Por Andréa Moraes*, Biscate Convidada
Uma das notícias mais compartilhadas nas redes sociais durante a primeira semana de março foi a do professor da UFRN que censurou a aluna por levar sua filha pequena para a sala de aula. Não vou escrever sobre o que eu acho da sala de aula, se é ou não lugar pra criança: esse não é o tema aqui. Como professora de universidade, já recebi algumas vezes alunas com seus filhos em minhas aulas e nunca tive problemas com isso. Não me recordo nem de ter ficado inquieta com o assunto, embora ache que a creche pública é das coisas mais fundamentais que qualquer sociedade deve prover aos seus cidadãos. Mas não é sobre isso que eu quero falar.

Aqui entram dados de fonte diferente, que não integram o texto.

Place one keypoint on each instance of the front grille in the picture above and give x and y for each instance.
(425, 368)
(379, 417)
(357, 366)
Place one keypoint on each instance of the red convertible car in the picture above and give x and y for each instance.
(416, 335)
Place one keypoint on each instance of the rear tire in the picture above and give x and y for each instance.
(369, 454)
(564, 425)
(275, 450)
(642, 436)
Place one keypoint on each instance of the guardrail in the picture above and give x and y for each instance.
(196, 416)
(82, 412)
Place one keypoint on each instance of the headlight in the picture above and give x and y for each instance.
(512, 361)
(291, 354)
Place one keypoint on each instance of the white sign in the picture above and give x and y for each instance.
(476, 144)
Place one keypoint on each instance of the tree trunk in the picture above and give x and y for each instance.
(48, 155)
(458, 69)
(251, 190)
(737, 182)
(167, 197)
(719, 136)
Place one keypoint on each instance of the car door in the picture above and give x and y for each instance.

Fiquei foi pensando nessa vida que temos: parir e criar filhos, trabalhar, estudar, e todo o resto. Fiz meu doutorado grávida. Juca nasceu no primeiro ano do curso. Engravidei por escolha própria e sabia que estava topando a tarefa árdua de criar um menino, fazer uma tese e trabalhar (só tive licença parcial do meu trabalho). Tinha condições de financeiras de bancar uma creche, tinha uma trabalhadora doméstica que fazia todo o serviço da casa, minha mãe vinha algumas vezes me dar um help; a boa e velha rede feminina. Eu e o pai do Juca nos separamos quando ele ainda era pequeno, mas o período de guarda compartilhada também contribuiu para desafogar a agenda da semana. Enfim, dadas as condições objetivas, deu pra fazer tese, trabalhar e me dedicar ao filho. Fiquei cansada? Fiquei. Me arrependo? Não. Bem, mas essa sou eu, e eu não sou parâmetro pra nada. Aliás, ninguém é, embora nesse mundo das redes sociais as pessoas tendam a achar que suas vidas privadas são a régua universal.
Nem todo mundo engravida de forma planejada, como advoga a cartilha da maternidade competente. E não é porque as mulheres são desmioladas, há uma série de motivos que podem levar a uma gravidez em um momento da vida que não é considerado ideal. Não pretendo me estender sobre isso aqui. Uma vez mãe, com seu bebê no colo, a vida segue: tem trabalho, tem vida social, tem estudo, tem a pessoa além da mãe. Esse talvez seja o nó da questão. Tem uma pessoa que é mais do que “a mãe de”, está para além da “mãe de”, e vivemos em um mundo onde essa ideia da individualidade da mulher é um obstáculo tremendo. A negação da condição de sujeito da mulher é, no fundo, a raiz do incômodo com as crianças circulando no espaço público. Para ter seu filho consigo em sala de aula, a aluna tem que fazer referência à sua falta de condições para pagar creche ou à ausência de vagas em creche pública, tem que dizer que está sozinha ou que o pai da criança também tem suas obrigações (e ele é, obviamente, considerado um indivíduo pleno, enquanto ela não é), tem que afirmar todas as suas faltas e carências para poder viver para além da maternidade. É um paradoxo, como já dizia Joan Scott, ao lembrar que o feminismo assenta sua história na exigência de afirmação da diferença pra poder conquistar a igualdade.
Nós, mulheres, vamos assim: vivendo nossas vidas paradoxais, testando os limites do que é ser indivíduo no mundo. Precisando marcar a diferença, na luta para sermos vistas como iguais.
*Andrea Moraes é carioca, pisciana, estudou antropologia e atualmente é professora universitária. Gênero e feminismo são temas de seu interesse constante.